Tantangan terbesar yang dihadapi Proyek Alam Liar Okavango bukan hanya memahami sistem kompleks ini—itu saja sudah sulit—melainkan meyakinkan pejabat Angola, dan rakyat Angola, untuk melestarikan Sungai Cuito dan Sungai Cubango kira-kira seperti keadaannya sekarang. Mengalir bebas dan bersih, tanpa banyak polusi atau pengalihan, melalui bentang alam yang sebagian besar tidak dirusak oleh penebangan kayu, pembuatan arang, pembakaran hutan untuk menggiring hewan buruan, perdagangan daging hewan buruan, skema pertanian yang memerlukan banyak pupuk, pertambangan, atau penggunaan destruktif lainnya. Ini tugas yang mendesak dan tidak mudah.
Beberapa orang yang optimistis mengusulkan agar lanskap di sepanjang Sungai Cuito dan Sungai Cubango itu sendiri dijadikan tujuan pariwisata internasional, dibuatkan pondok kelas atas untuk menarik pengunjung melihat populasi margasatwa menakjubkan yang dipulihkan, seperti antelop raksasa Angola, yang tinggal tersisa sedikit akibat perang selama puluhan tahun. Mungkin atraksi semacam itu bisa dimasukkan dalam rangkaian tur regional, kata mereka. Harapan lain adalah pemerintah Botswana dan industri pariwisatanya menyadari bahaya yang mengancam negeri ajaib mereka—dan bertindak dengan mempertimbangkan kepentingan jangka panjang, menawarkan kompensasi keuangan kepada Angola agar tidak memutus aliran air. Mungkin sulit mengharapkan rasionalitas dan kepentingan jangka panjang dalam hubungan antarpemerintah mengenai masalah sumber daya.

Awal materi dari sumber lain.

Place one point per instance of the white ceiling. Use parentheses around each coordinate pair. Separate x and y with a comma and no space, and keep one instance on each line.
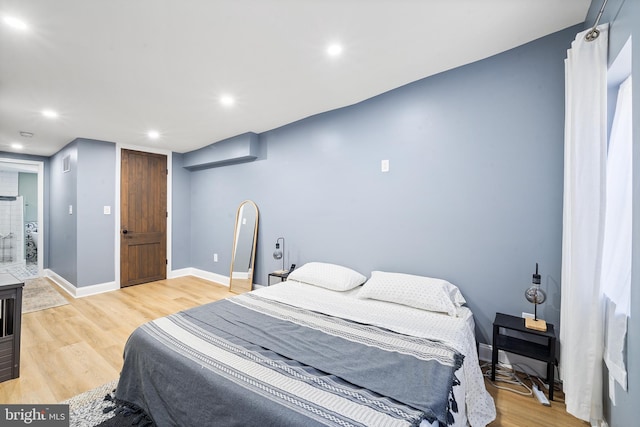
(115,69)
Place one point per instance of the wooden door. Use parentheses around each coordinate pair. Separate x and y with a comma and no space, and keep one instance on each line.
(143,217)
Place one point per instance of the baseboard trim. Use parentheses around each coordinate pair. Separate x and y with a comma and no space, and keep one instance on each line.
(79,292)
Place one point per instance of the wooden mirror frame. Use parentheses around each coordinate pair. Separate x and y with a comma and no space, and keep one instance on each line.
(243,280)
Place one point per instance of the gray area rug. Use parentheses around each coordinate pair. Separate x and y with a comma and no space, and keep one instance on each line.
(38,294)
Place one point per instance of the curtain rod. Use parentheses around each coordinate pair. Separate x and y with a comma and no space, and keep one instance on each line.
(594,32)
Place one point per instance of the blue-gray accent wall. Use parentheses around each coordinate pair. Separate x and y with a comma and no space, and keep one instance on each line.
(473,195)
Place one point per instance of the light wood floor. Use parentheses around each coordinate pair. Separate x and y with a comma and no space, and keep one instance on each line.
(76,347)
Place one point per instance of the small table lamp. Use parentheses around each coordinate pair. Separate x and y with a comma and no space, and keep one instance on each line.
(536,296)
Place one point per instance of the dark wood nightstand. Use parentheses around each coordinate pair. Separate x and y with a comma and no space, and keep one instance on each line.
(278,274)
(541,348)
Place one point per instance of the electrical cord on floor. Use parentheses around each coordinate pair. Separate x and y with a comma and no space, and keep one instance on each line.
(516,376)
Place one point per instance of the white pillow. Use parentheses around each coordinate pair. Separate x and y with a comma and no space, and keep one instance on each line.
(421,292)
(330,276)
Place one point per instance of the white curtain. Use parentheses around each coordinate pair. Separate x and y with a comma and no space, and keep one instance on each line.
(581,313)
(616,256)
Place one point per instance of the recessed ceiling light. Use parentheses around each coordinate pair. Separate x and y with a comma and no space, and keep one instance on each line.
(334,49)
(15,23)
(227,100)
(50,114)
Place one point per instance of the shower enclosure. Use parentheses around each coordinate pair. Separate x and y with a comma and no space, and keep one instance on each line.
(11,230)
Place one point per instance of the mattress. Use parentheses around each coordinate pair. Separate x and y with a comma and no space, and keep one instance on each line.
(297,354)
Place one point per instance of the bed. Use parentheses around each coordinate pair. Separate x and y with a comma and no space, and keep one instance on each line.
(310,354)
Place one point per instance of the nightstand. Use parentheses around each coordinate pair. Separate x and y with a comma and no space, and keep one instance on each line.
(529,343)
(282,275)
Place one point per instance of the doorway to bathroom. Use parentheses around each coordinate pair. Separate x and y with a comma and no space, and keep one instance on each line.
(21,217)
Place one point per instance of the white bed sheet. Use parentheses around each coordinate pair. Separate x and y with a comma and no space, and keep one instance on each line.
(479,408)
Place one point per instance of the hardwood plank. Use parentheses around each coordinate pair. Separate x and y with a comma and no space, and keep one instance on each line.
(76,347)
(514,410)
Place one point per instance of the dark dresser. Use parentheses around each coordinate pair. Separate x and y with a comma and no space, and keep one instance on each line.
(10,318)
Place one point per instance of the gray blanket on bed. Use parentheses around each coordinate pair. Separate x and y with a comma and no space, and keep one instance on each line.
(252,361)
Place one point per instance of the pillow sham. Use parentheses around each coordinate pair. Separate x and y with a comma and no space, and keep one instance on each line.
(330,276)
(421,292)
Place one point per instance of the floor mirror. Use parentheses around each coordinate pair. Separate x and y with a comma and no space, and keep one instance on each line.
(244,248)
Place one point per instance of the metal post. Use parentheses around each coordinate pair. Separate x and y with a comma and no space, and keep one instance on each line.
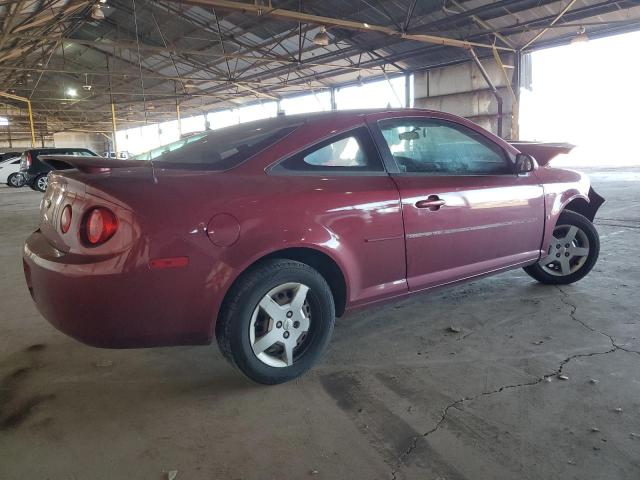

Namun, Delta Okavango sendiri adalah fenomena langka yang memerlukan perhatian, imajinasi, dan upaya yang luar biasa.
Sementara itu, perubahan di Angola, seperti kata Boyes, terjadi dengan cepat. “Andaikan kita baru memulai upaya ini tiga tahun lagi, sudah tidak ada lagi yang dilindungi.” Masa depan menyimpan ketidakpastian bagaikan aliran sungai yang melintasi kehidupan di negeri lain.